で遺書にわざわざ「芥川とは違うが」と断りを入れてる。
25:吾輩は名無しである
13/03/14 10:22:56.38
『糞尿譚』で火野に芥川賞授与に出向いた小林は芥川に冷たかった
からなw
小林も複雑だったとは思うが。
26:吾輩は名無しである
13/03/14 10:47:21.75
『麦と兵隊』への小林の評価の仕方は「心理的に複雑化し過ぎて、
異常な男女しか登場しなくなった近代小説に対する大衆の不満の
現れ」とかって、見ようによっちゃ自分のドストエフスキーの
仕事を全否定しちまってる。
『糞尿譚』で汲み取り会社設立に奮闘してるのは日本人のこと
らしいw
27:吾輩は名無しである
13/03/14 11:42:49.14
『糞尿譚』は河童と蛙と狐憑きの話から始まってんな。
やっぱり芥川の『河童』を意識してんのか知らん。
28:吾輩は名無しである
13/03/14 19:36:46.03
火野は若い頃から文学青年だが時代風潮に従って左翼思想に
かぶれたが、家業を継ぐために文学を断念した代わりに24歳で
港湾労組なんか立ち上げてんな。翌年、特高に引っ張られて
転向、再度文学に復帰。
こういう人物は複雑だな。右でも左でもなく、人生は糞。
29:吾輩は名無しである
13/03/14 19:45:03.61
気弱な糞汲み屋が逆境の果てに糞を撒き散らしながら己に目覚めて
仁王立ちなるラストは、当時の日本を風刺してると言えなくもない(笑
30:吾輩は名無しである
13/03/14 20:02:01.45
臥薪嘗胆の思いで必死に守って来た事業を市に高く買い取って
貰えるところで、それまでの世話人に二割五分の権利と言わ
れて愕然とするくだりは、国連の常任理事国就任や海軍軍縮
条約になぞらえてんでないかな?
31:吾輩は名無しである
13/03/14 20:07:49.04
1930年のロンドン海軍軍縮条約を民政党が押し切る過程で統帥権
問題が議論になって、以後軍部が暴走することになった。
『糞尿譚』も民政党が数で権勢を振るう権力として登場する。
32:吾輩は名無しである
13/03/14 20:13:51.38
政友会は今で言う自民党だな。
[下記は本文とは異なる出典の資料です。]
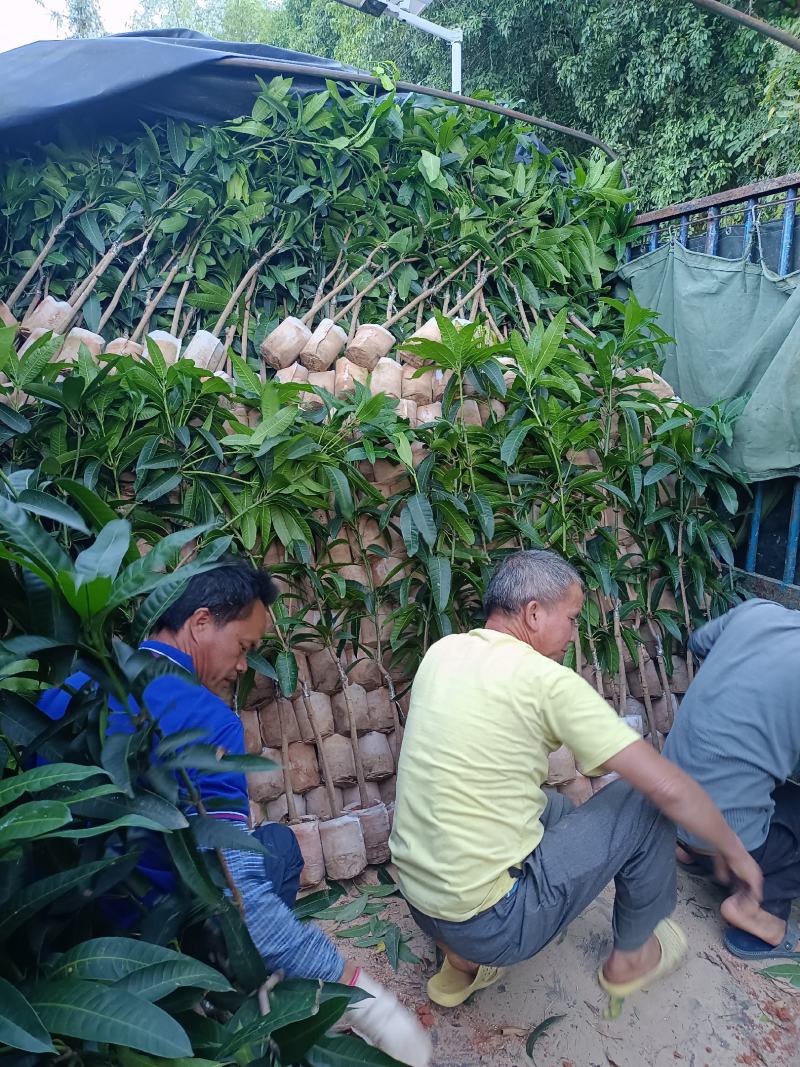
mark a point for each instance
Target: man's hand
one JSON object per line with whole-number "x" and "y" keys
{"x": 384, "y": 1022}
{"x": 684, "y": 801}
{"x": 742, "y": 875}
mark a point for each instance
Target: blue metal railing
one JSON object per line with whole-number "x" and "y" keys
{"x": 692, "y": 219}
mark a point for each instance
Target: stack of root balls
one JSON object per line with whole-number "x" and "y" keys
{"x": 336, "y": 739}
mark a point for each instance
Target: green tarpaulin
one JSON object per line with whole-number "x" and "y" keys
{"x": 737, "y": 330}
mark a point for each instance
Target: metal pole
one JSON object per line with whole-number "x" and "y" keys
{"x": 752, "y": 24}
{"x": 454, "y": 66}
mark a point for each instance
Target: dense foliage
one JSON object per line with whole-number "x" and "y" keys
{"x": 88, "y": 973}
{"x": 678, "y": 93}
{"x": 576, "y": 445}
{"x": 373, "y": 208}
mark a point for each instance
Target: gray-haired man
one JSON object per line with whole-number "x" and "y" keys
{"x": 492, "y": 866}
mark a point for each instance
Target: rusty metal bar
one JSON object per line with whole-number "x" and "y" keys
{"x": 752, "y": 24}
{"x": 719, "y": 200}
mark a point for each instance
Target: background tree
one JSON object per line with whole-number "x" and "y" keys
{"x": 80, "y": 18}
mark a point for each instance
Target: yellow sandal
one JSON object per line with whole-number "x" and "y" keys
{"x": 450, "y": 987}
{"x": 674, "y": 946}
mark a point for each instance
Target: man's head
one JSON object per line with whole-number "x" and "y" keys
{"x": 537, "y": 596}
{"x": 220, "y": 617}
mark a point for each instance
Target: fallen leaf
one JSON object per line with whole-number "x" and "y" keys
{"x": 541, "y": 1029}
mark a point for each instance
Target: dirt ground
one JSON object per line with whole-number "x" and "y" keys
{"x": 715, "y": 1012}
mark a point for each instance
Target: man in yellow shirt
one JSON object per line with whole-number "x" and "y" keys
{"x": 492, "y": 865}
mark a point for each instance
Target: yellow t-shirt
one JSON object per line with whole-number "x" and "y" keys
{"x": 485, "y": 713}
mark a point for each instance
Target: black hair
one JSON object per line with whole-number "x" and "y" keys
{"x": 228, "y": 591}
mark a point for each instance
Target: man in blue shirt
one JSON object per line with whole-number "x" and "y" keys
{"x": 207, "y": 634}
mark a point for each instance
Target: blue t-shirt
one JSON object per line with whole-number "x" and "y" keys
{"x": 177, "y": 704}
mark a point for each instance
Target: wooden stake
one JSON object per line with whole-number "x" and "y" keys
{"x": 44, "y": 253}
{"x": 376, "y": 281}
{"x": 291, "y": 809}
{"x": 184, "y": 290}
{"x": 341, "y": 285}
{"x": 111, "y": 307}
{"x": 153, "y": 304}
{"x": 426, "y": 295}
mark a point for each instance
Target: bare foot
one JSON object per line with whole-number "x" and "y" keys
{"x": 754, "y": 920}
{"x": 627, "y": 966}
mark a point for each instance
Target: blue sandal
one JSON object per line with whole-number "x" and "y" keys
{"x": 748, "y": 946}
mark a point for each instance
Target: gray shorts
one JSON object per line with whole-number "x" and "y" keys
{"x": 617, "y": 835}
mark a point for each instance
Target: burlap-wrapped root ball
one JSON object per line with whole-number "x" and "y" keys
{"x": 376, "y": 755}
{"x": 285, "y": 344}
{"x": 267, "y": 784}
{"x": 307, "y": 837}
{"x": 323, "y": 347}
{"x": 374, "y": 823}
{"x": 369, "y": 345}
{"x": 320, "y": 709}
{"x": 342, "y": 847}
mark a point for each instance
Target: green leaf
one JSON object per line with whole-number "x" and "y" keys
{"x": 286, "y": 668}
{"x": 347, "y": 1052}
{"x": 27, "y": 536}
{"x": 40, "y": 893}
{"x": 392, "y": 940}
{"x": 108, "y": 1016}
{"x": 191, "y": 870}
{"x": 340, "y": 488}
{"x": 728, "y": 495}
{"x": 32, "y": 819}
{"x": 244, "y": 375}
{"x": 105, "y": 557}
{"x": 159, "y": 980}
{"x": 541, "y": 1029}
{"x": 110, "y": 958}
{"x": 88, "y": 223}
{"x": 512, "y": 444}
{"x": 441, "y": 574}
{"x": 485, "y": 515}
{"x": 294, "y": 1040}
{"x": 261, "y": 666}
{"x": 345, "y": 912}
{"x": 161, "y": 487}
{"x": 44, "y": 778}
{"x": 657, "y": 472}
{"x": 210, "y": 832}
{"x": 720, "y": 542}
{"x": 421, "y": 513}
{"x": 51, "y": 507}
{"x": 164, "y": 594}
{"x": 20, "y": 1028}
{"x": 13, "y": 420}
{"x": 430, "y": 166}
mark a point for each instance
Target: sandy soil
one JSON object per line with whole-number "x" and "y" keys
{"x": 715, "y": 1012}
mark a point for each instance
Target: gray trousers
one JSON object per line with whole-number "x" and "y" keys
{"x": 617, "y": 835}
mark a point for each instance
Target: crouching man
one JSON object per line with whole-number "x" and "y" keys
{"x": 737, "y": 732}
{"x": 207, "y": 634}
{"x": 492, "y": 865}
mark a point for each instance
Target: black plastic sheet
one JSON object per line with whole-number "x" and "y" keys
{"x": 109, "y": 84}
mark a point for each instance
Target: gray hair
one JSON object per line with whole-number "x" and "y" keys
{"x": 533, "y": 575}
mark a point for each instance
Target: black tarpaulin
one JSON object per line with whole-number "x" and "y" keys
{"x": 111, "y": 83}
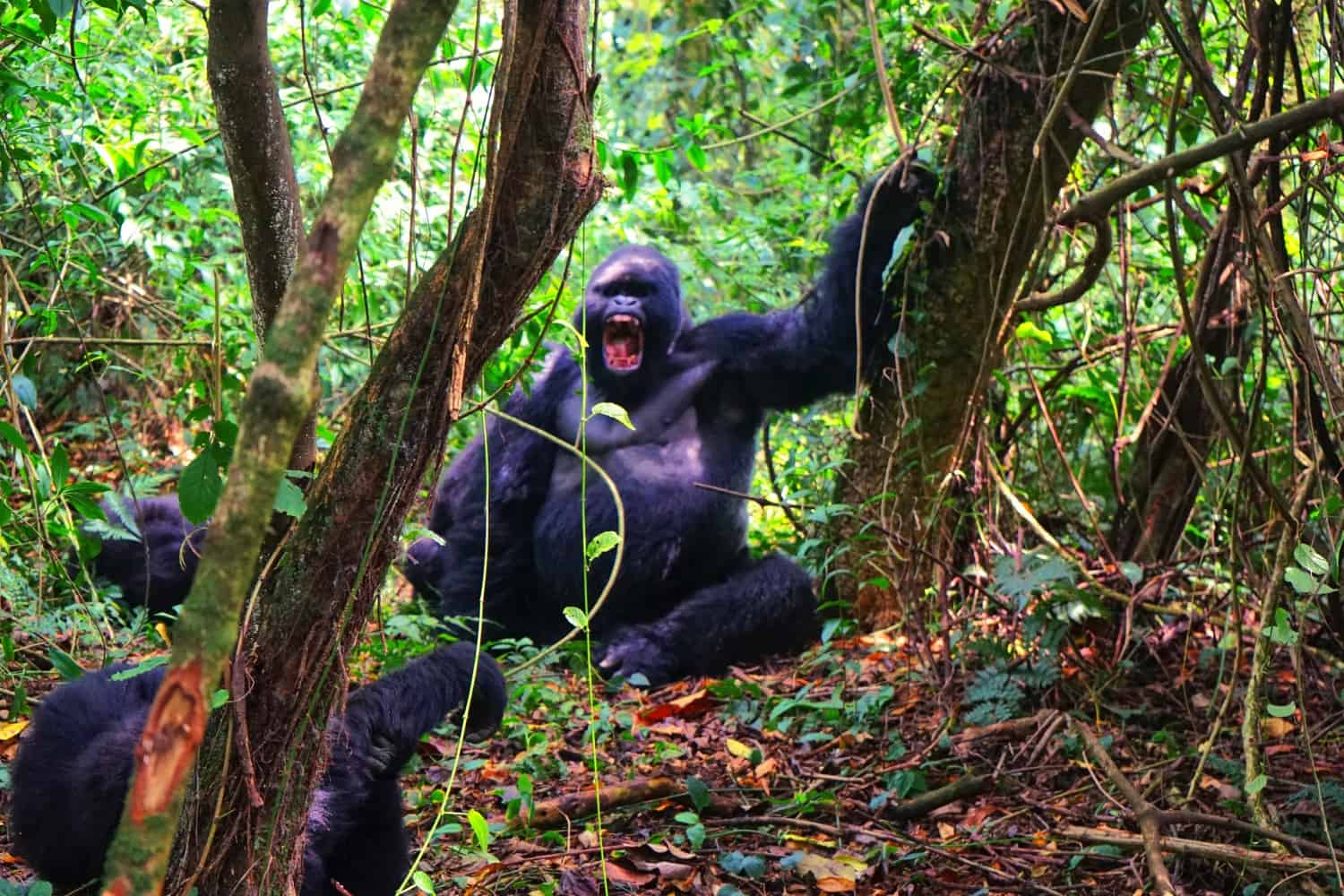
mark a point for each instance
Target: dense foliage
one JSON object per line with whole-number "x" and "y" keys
{"x": 1152, "y": 487}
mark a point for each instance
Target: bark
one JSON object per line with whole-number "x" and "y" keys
{"x": 1012, "y": 153}
{"x": 311, "y": 610}
{"x": 1168, "y": 461}
{"x": 280, "y": 397}
{"x": 261, "y": 168}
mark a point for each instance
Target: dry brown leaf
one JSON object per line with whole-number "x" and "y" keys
{"x": 1276, "y": 728}
{"x": 694, "y": 704}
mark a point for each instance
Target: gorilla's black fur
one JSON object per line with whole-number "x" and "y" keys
{"x": 688, "y": 597}
{"x": 150, "y": 549}
{"x": 73, "y": 770}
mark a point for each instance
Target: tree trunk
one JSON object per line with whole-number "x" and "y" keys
{"x": 1172, "y": 447}
{"x": 1002, "y": 180}
{"x": 261, "y": 167}
{"x": 279, "y": 400}
{"x": 311, "y": 610}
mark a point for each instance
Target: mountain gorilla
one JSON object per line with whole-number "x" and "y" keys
{"x": 688, "y": 597}
{"x": 150, "y": 549}
{"x": 73, "y": 770}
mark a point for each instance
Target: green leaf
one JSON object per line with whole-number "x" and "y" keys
{"x": 744, "y": 866}
{"x": 1282, "y": 629}
{"x": 199, "y": 487}
{"x": 699, "y": 793}
{"x": 142, "y": 668}
{"x": 13, "y": 438}
{"x": 1132, "y": 571}
{"x": 629, "y": 174}
{"x": 615, "y": 411}
{"x": 64, "y": 664}
{"x": 1311, "y": 560}
{"x": 1304, "y": 582}
{"x": 26, "y": 392}
{"x": 601, "y": 543}
{"x": 575, "y": 616}
{"x": 478, "y": 828}
{"x": 695, "y": 834}
{"x": 663, "y": 167}
{"x": 289, "y": 500}
{"x": 1029, "y": 331}
{"x": 695, "y": 155}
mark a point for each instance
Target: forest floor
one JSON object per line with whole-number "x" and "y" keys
{"x": 866, "y": 766}
{"x": 854, "y": 770}
{"x": 878, "y": 788}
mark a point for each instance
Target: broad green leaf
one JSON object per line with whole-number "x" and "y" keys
{"x": 615, "y": 411}
{"x": 1311, "y": 560}
{"x": 64, "y": 664}
{"x": 601, "y": 543}
{"x": 1281, "y": 711}
{"x": 478, "y": 828}
{"x": 289, "y": 500}
{"x": 699, "y": 793}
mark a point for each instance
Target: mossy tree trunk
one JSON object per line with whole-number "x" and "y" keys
{"x": 261, "y": 167}
{"x": 1011, "y": 158}
{"x": 311, "y": 608}
{"x": 280, "y": 398}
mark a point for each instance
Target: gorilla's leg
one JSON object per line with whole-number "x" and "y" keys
{"x": 765, "y": 606}
{"x": 355, "y": 828}
{"x": 150, "y": 549}
{"x": 376, "y": 849}
{"x": 73, "y": 770}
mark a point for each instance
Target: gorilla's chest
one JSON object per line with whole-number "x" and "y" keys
{"x": 669, "y": 461}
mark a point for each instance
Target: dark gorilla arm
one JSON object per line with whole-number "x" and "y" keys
{"x": 148, "y": 548}
{"x": 73, "y": 770}
{"x": 355, "y": 831}
{"x": 792, "y": 358}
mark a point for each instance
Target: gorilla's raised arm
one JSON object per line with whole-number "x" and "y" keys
{"x": 792, "y": 358}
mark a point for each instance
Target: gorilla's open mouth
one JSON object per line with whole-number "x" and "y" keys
{"x": 623, "y": 343}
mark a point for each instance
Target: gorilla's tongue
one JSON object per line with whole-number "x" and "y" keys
{"x": 623, "y": 343}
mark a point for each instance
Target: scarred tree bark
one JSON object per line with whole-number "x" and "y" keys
{"x": 540, "y": 183}
{"x": 1012, "y": 153}
{"x": 279, "y": 400}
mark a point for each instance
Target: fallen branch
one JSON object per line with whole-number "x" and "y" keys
{"x": 1011, "y": 728}
{"x": 925, "y": 804}
{"x": 562, "y": 810}
{"x": 1199, "y": 849}
{"x": 1148, "y": 818}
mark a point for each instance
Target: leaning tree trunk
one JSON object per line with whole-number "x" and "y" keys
{"x": 261, "y": 167}
{"x": 1013, "y": 150}
{"x": 311, "y": 610}
{"x": 1168, "y": 461}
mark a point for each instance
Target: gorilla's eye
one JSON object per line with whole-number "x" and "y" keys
{"x": 632, "y": 288}
{"x": 623, "y": 343}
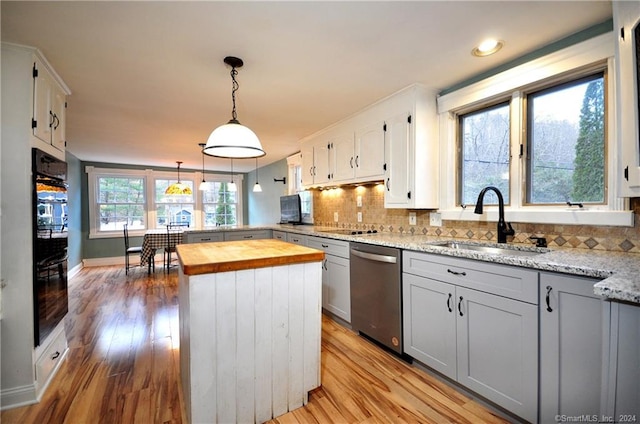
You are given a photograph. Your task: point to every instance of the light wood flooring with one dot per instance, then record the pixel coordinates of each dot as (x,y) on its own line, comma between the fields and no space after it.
(122,366)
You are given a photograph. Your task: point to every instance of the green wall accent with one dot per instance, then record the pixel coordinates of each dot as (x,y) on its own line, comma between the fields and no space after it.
(264,208)
(599,29)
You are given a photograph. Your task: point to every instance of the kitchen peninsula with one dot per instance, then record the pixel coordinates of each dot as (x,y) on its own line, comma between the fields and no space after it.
(250,325)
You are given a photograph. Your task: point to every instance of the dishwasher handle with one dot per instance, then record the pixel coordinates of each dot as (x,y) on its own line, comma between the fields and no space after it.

二大政党制の時代だったが、32年に
軍部の建てた満州国を政府が承認するか否かという時に起きた
5.15事件で「憲政の常道」は終わりを告げた。
33:吾輩は名無しである
13/03/14 22:35:37.83
新潮社 日本文学全集 52 火野葦平集
昭和三十五年六月初版
死んで半年も経ってねえ。60年安保の頃は皆、こういうものに
手を出したがった。
34:吾輩は名無しである
13/03/14 22:38:05.70
布張り函製定価280円、今なら三千円てとこか。
こんな丁寧な装丁もなくなったが。